Mesmo não crendo piamente na versão bíblica da criação
sempre nutri um apreço pelo casal Adão e Eva. Talvez esta admiração se deva ao
fato de ambos representarem desde sempre a atração e o envolvimento entre um
homem e uma mulher. Alguém cogita a possibilidade de Adão não ter cantando Eva
e Eva não ter cedido aos encantos de Adão, enquanto comiam a maçã? Eu não.
Tenho certeza que Adão e Eva se apaixonaram e namoraram por todo sempre que a
minha imaginação permite que exista. Ainda que as escrituras religiosas tenham
omitido estes pormenores sentimentais.
Gosto de pensar, assim, que o namoro surgiu com o mundo.
Fato que acabou sendo distorcido pela evolução. Em épocas arcaicas namorar chegou
a ser condição de ascensão econômica e social. E pensar que muitas mocinhas
foram obrigadas a namorar sem paixão para casar sem amor com os pretendentes
dos pais. E que moços, da mesma forma, abdicaram de suas verdadeiras amadas para
namorar mocinhas mais rentáveis.
Pois é, meus caros, a história nos conta que tentaram subornar o namoro
rebaixando-o a um mero compromisso desprovido de emoção. O que, graças a Eros,
o deus do amor (Cúpido para os mais chegados) não deu certo.
Namorar não é um estado civil a ser registrado em cartório ou servir de
complemento no preenchimento da ficha vivencial de alguém. Muito menos um
status de relacionamento sério.
Como é que o Bam Bam Bam das redes sociais, o poderoso Facebook, não sabe que
namorar é um relacionamento divertido? Namorar é um estado de espírito, quando este
está extasiante. Um rompante descompassado do coração de escancarar suas portas
e levar alguém especial para morar dentro dele.
Uma pena que existam muitas pessoas, muito mais do que meu coração gostaria,
que ainda conservam tabus com relação ao namoro e fazem dele um critério a ser
avaliado antes de decidirem entre estarem bem acompanhadas e mal sozinhas. Não
necessariamente nesta ordem.
Tal qual Lulu Santos, me faltam dedos pra contar. Só que a minha conta é de
pessoas que temem despencar do barranco das emoções e se machucarem.

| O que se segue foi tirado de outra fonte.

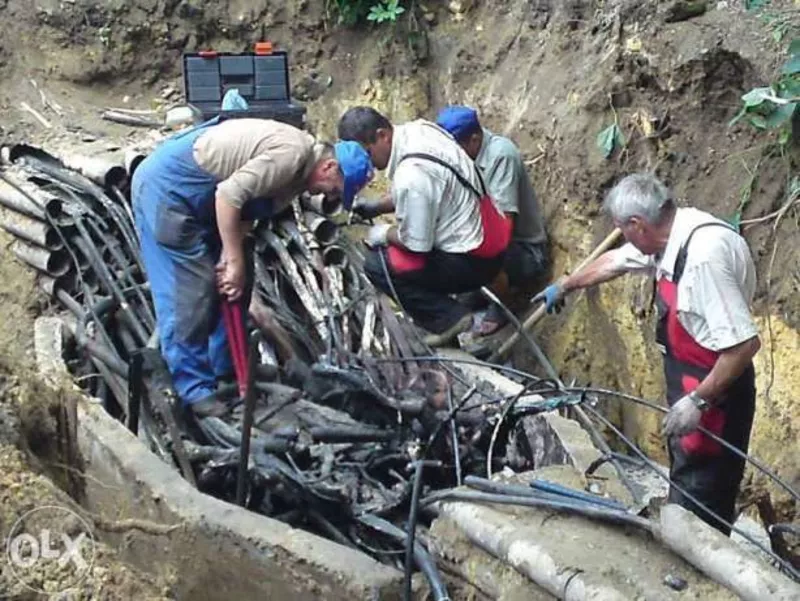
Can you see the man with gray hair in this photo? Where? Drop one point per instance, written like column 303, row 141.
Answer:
column 705, row 282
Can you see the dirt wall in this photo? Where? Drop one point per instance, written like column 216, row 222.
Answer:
column 549, row 74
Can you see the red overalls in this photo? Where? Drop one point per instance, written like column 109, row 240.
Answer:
column 497, row 228
column 700, row 465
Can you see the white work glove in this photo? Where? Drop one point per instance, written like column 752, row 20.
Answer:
column 684, row 416
column 378, row 235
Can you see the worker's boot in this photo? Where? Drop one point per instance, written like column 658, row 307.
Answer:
column 462, row 325
column 209, row 406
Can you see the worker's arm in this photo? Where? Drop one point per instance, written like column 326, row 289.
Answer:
column 604, row 268
column 231, row 269
column 729, row 366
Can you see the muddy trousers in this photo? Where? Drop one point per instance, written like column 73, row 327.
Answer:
column 179, row 259
column 714, row 479
column 425, row 293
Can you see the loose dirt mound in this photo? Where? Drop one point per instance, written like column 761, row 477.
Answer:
column 551, row 75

Tantos alguéns que se aposentaram da emoção de
enamorar-se por outro alguém e se autocondenaram às ridículas convenções para
não se sentirem ridículos, escolhendo viver no terreno plano e estéril da vida.
Ou porque já namoraram, casaram, divorciaram e creem já terem representado
todos os estados civis estabelecidos; ou porque namoraram, não casaram e
acreditam que estão condenadas ao azar de nunca mais passearem de mãos dadas
sob as luas cheias à beira mar.
Vibro de alegria ao encontrar sob os sóis das calçadas, senhores e senhoras
condenados por suas idades avançadas desobedecendo às leis do desuniverso
social, passeando de mãos dadas, enamorados.

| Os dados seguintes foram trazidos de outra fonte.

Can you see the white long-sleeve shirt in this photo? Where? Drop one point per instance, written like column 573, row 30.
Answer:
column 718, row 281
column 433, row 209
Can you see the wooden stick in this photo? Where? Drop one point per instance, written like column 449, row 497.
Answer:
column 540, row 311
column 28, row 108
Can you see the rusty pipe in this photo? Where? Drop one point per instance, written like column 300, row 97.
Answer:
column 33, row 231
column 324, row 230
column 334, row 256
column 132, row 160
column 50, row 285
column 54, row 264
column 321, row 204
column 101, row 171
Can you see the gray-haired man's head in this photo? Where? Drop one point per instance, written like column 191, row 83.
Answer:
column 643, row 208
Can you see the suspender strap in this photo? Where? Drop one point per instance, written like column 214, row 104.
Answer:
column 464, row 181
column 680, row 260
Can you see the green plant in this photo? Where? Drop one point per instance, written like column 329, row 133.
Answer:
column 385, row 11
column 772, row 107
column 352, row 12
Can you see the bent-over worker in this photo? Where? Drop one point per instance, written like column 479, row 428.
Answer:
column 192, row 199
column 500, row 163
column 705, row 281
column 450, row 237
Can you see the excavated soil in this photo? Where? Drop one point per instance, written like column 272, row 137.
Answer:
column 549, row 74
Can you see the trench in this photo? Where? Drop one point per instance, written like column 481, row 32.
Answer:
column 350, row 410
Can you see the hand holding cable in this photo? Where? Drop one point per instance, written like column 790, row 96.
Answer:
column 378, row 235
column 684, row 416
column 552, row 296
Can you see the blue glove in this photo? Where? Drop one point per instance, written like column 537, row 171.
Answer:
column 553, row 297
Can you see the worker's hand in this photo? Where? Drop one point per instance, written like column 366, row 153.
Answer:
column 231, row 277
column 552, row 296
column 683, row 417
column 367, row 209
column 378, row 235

Aliás, namorar deveria ser prescrição médica para a longevidade. Bálsamo para a
cura de dezenas de males. Antídoto para o veneno da amargura. Máscara para o
rejuvenescimento da pele. Unguento para o fortalecimento das articulações.
Calmante para as dores do coração.
Namorar deveria ser um exercício diário a ser praticado aos quinze, aos trinta,
aos cinquenta, aos setenta anos, até que o coração pulse.

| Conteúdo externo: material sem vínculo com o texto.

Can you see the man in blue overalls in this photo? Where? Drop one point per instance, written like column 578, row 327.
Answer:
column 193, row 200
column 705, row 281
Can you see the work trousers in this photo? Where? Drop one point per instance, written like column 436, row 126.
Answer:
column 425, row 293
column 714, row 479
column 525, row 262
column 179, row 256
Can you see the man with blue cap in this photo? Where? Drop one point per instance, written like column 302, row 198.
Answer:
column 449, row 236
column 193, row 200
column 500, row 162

Namorar sem se preocupar se vai dar certo, em casamento. Sem pensar no tempo:
um ano, dez, um mês. Namorar porque entre o quem sabe e o talvez, ser feliz só
é possível quando se escolhe o sim.
Não penso em Adão como marido, pai ou avô. Muito menos em Eva passando roupa,
trocando fraldas ou tricotando numa cadeira de balanço. Vejo os dois, por todo
o sempre, namorando felizes e só.
Gosto de pensar, assim, que a felicidade nasceu com o namoro.